Qual und Lust der Entscheidungen: Nico & the Navigators waren mit „Kain, Wenn und Aber“ zu Gast auf Kampnagel

Manchmal sind schnelle Entscheidungen gefordert. Zum Beispiel als Pilotin. Die Bodenstation meldet plötzlich ein Flugzeug auf Kollisionskurs. Aber wohin ausweichen? Nach oben oder unten? Sinken oder steigen? Der Fluglotse schweigt. Und während man sich im Publikum noch fragt, woher einem dieser Plot bekannt vorkommt, reißt die Pilotin schon entsetzt die Augen auf und wirft schützend die Arme vor den Kopf.

Eine der schönsten Szenen aus Kain, Wenn & Aber, mit dem das siebenköpfige Berliner Ensemble Nico & the Navigators seit 2003 durch internationale Festivals und deutsche Theatersäle tourt und jetzt auf Kampnagel Station machte. Auch der Kommentar, der auf den imaginären Crash folgt, hat es in sich: „In Gefahr und größter Not einen ruhigen Moment abwarten.“ Leider bleiben solche pointierten Miniszenen die Ausnahme. Das von Nicola Hümpel konzipierte und inszenierte Stück, in dem alles um Qual und Lust der Entscheidungen kreist, bleibt selbst im Unentschiedenen: Zwischen Elementen aus Slapstick und Bewegungstheater, Tanz und Show hüpfen die drei Frauen und vier Männer von einer Anekdote und Episode zur anderen, von einem Zitat und einer kleinen Szene zur nächsten – ohne erkennbaren Zusammenhang oder dramatische Zuspitzung.

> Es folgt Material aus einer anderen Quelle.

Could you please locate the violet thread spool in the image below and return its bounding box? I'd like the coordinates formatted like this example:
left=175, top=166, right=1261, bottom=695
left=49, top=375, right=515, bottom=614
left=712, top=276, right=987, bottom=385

Da klebt einer wie Kaugummi am Körper einer anderen, die ihn angewidert versucht loszuwerden. Danach wird kurz reflektiert, warum sie ihn verlassen hat. Ein anderer entscheidet sich dafür, seinen nackten Arsch zu zeigen. Und noch eine quält sich mit der Frage, welches Paar Schuhe sie anziehen soll – bis sie mit einem hochhackigen und einem flachen Schuh stolz und sicher herumläuft. Ja, bewegen können sich alle Darsteller zweifellos, auch ihre Mimik ist ausdrucksstark, man könnte auch sagen: Sie spricht Bände.

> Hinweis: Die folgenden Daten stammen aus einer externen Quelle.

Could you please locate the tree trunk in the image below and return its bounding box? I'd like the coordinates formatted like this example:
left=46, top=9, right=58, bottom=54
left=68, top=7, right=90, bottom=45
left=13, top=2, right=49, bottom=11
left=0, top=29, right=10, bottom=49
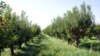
left=10, top=44, right=14, bottom=56
left=18, top=39, right=22, bottom=49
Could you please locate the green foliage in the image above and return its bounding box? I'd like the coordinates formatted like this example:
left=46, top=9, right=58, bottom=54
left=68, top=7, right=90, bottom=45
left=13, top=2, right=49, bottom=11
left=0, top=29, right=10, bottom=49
left=43, top=3, right=94, bottom=45
left=80, top=37, right=100, bottom=51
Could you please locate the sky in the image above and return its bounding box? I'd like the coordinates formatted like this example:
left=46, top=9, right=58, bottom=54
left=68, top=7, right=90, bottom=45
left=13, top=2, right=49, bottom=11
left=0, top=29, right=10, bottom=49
left=2, top=0, right=100, bottom=29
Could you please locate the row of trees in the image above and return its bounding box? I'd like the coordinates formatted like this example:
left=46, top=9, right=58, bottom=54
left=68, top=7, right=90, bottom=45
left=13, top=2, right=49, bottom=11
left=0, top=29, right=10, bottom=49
left=43, top=2, right=100, bottom=46
left=0, top=1, right=41, bottom=56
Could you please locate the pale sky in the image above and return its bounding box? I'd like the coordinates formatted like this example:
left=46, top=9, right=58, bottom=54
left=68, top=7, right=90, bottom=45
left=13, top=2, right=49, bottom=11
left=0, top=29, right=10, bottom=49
left=3, top=0, right=100, bottom=29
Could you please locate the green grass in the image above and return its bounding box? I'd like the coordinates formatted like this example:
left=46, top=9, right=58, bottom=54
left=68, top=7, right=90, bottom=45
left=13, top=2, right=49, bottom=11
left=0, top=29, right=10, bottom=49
left=2, top=34, right=100, bottom=56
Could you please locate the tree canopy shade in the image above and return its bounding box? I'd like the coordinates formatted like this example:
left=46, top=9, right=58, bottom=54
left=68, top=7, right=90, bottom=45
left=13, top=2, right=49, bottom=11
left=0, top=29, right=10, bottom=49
left=0, top=2, right=41, bottom=56
left=44, top=2, right=94, bottom=46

Fragt sich bloß, worüber. Das Thema mussten sich die Darsteller wohl selbst immer wieder vergegenwärtigen, denn ein paar Mal wird der entscheidende Satz wiederholt: „Die erste Entscheidung heißt, zu mir selbst – mutig – allein.“ Dann stellen sich alle gegenseitig Fragen. Etwa: “Annedore?“ – „Ja?“ – „Bist du zufrieden?“ – „Ja.“ Oder: „Sinta?“ – „Ja?“ – „Hast du große Pläne?“ – „Ja.“ Immerhin lassen sich so en passant die Vornamen der Schauspieler erfahren. Dann wird noch auf einem der variablen Bühnenmodule, die an Bauklötzchen erinnern, Wippe gespielt. Auf und ab, ja und nein, kann man dazu assoziieren, wenn man will. Inzwischen entscheiden sich einige Zuschauer lieber dafür, vorzeitig zu gehen. Und irgendwann geht dann auch das Licht aus. Es hätte ewig so weitergehen können. Nein, lieber nicht.